The Ḵoš Maḥal is one of three monuments known from the Tughluqid city Solṭānpur.  The other two are a congregational mosque, constructed from spolia on the site of the former Svayambhusiva temple complex, and an urban plaza around the mosque, defined by the temple’s detached stone entrance portals (Skt. toraṇa), which were carefully preserved. Of the mosque, nothing stands today except a portion of a single domed bay of the prayer hall, but from remains exposed through Ghulam Yazdani’s excavations (Annual Report … 1933-34, pp. 6-10), it is clear that the building was patterned broadly after the main mosque in metropolitan Delhi, the so-called Qowwat al-Eslām (Wagoner and Rice, pp. 84-105).    

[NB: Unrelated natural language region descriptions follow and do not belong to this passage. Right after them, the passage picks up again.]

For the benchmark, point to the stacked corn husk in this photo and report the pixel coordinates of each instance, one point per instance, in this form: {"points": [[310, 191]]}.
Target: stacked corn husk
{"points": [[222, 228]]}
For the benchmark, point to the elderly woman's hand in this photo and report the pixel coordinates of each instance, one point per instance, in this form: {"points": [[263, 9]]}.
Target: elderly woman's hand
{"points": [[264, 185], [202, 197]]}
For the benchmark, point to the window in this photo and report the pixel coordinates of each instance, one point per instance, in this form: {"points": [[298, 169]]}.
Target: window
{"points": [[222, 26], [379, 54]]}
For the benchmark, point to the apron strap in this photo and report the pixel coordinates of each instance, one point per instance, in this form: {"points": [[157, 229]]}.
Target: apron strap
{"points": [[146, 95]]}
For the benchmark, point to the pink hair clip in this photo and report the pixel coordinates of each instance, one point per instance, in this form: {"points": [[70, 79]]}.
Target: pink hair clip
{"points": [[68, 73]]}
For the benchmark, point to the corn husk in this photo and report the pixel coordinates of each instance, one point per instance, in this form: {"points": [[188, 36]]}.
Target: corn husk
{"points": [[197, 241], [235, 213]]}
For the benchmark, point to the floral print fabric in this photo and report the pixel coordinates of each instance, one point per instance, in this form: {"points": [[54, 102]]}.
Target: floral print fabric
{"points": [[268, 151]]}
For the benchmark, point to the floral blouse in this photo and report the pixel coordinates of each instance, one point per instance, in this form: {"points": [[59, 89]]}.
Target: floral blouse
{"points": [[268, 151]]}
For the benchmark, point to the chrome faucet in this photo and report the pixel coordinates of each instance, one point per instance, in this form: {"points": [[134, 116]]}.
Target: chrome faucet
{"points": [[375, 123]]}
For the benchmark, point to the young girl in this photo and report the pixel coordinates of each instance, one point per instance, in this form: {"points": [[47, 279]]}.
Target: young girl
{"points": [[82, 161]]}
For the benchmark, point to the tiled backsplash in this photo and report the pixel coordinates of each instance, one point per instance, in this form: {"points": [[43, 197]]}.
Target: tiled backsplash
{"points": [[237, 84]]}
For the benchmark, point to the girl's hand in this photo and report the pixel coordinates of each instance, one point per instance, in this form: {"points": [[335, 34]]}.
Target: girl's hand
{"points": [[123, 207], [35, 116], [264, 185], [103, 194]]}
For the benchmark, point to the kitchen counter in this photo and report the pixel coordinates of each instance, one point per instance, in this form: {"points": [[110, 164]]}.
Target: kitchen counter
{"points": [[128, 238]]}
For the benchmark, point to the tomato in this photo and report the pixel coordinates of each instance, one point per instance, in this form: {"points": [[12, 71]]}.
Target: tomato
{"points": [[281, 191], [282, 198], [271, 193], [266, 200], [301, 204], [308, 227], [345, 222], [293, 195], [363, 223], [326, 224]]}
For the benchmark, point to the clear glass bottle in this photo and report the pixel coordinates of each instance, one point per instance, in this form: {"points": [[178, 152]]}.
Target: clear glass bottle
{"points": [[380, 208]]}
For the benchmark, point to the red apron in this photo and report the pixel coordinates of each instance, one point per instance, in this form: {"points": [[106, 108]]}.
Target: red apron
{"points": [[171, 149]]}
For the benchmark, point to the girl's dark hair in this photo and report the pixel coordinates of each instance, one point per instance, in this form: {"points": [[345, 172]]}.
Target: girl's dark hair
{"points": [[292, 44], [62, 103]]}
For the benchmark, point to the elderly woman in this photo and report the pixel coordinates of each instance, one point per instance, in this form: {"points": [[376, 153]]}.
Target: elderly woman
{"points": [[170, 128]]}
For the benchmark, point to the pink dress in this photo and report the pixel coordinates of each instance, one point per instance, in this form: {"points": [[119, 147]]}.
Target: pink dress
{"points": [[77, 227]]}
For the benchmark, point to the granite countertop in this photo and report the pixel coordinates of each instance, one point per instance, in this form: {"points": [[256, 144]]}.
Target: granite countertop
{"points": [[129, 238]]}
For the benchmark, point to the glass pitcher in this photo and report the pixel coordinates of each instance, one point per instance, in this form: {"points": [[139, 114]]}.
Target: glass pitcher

The Ḵoš Maḥal stands to the west of the ruined mosque, and, like it, was constructed with materials recycled from buildings in the Svayambhusiva temple complex.  The long, rectangular hall (38 by 17.5 m on the exterior) stands on a raised stone terrace and has the strongly battered walls and slightly horseshoe-profiled arches typical of early Tughluqid architecture (PLATE I). A projecting stringcourse of arches on brackets runs along the top of all walls except the northern one, where the main entrance is located. The building’s eastern and western walls are punctuated by a series of six arched openings, each leading through the massive, six-meter thick walls to a doorway giving access to the interior.  On the southern side, a single arched passageway and door provided access to the slightly elevated throne platform at the south end of the hall.  The monumental portal, on the north, is conceived as a diminishing series of three shallow ayvāns, the last being subdivided into a doorway and a surmounting window arch (PLATE II). Inside, the hall is spanned by six great transverse arches that pull the eye irresistibly to the elevated throne platform at the south end of the hall.  The hall would have been covered originally by a flat, timber roof, carried on longitudinal beams running between the walls that rise up from the transverse arches.  A rectangular pool occupies the middle of the floor of the main part of the hall, and would have been filled via a water channel flowing in under the floor from the west (PLATE III).  There is some evidence suggesting that a fountain once graced the center of the pool, fed by water from a cistern on the roof.  With its pool and fountain, and the cross breezes from its lateral doorways, the building would have provided a cool and pleasant space for informal audiences and relaxation (Wagoner and Rice, pp. 79-84). 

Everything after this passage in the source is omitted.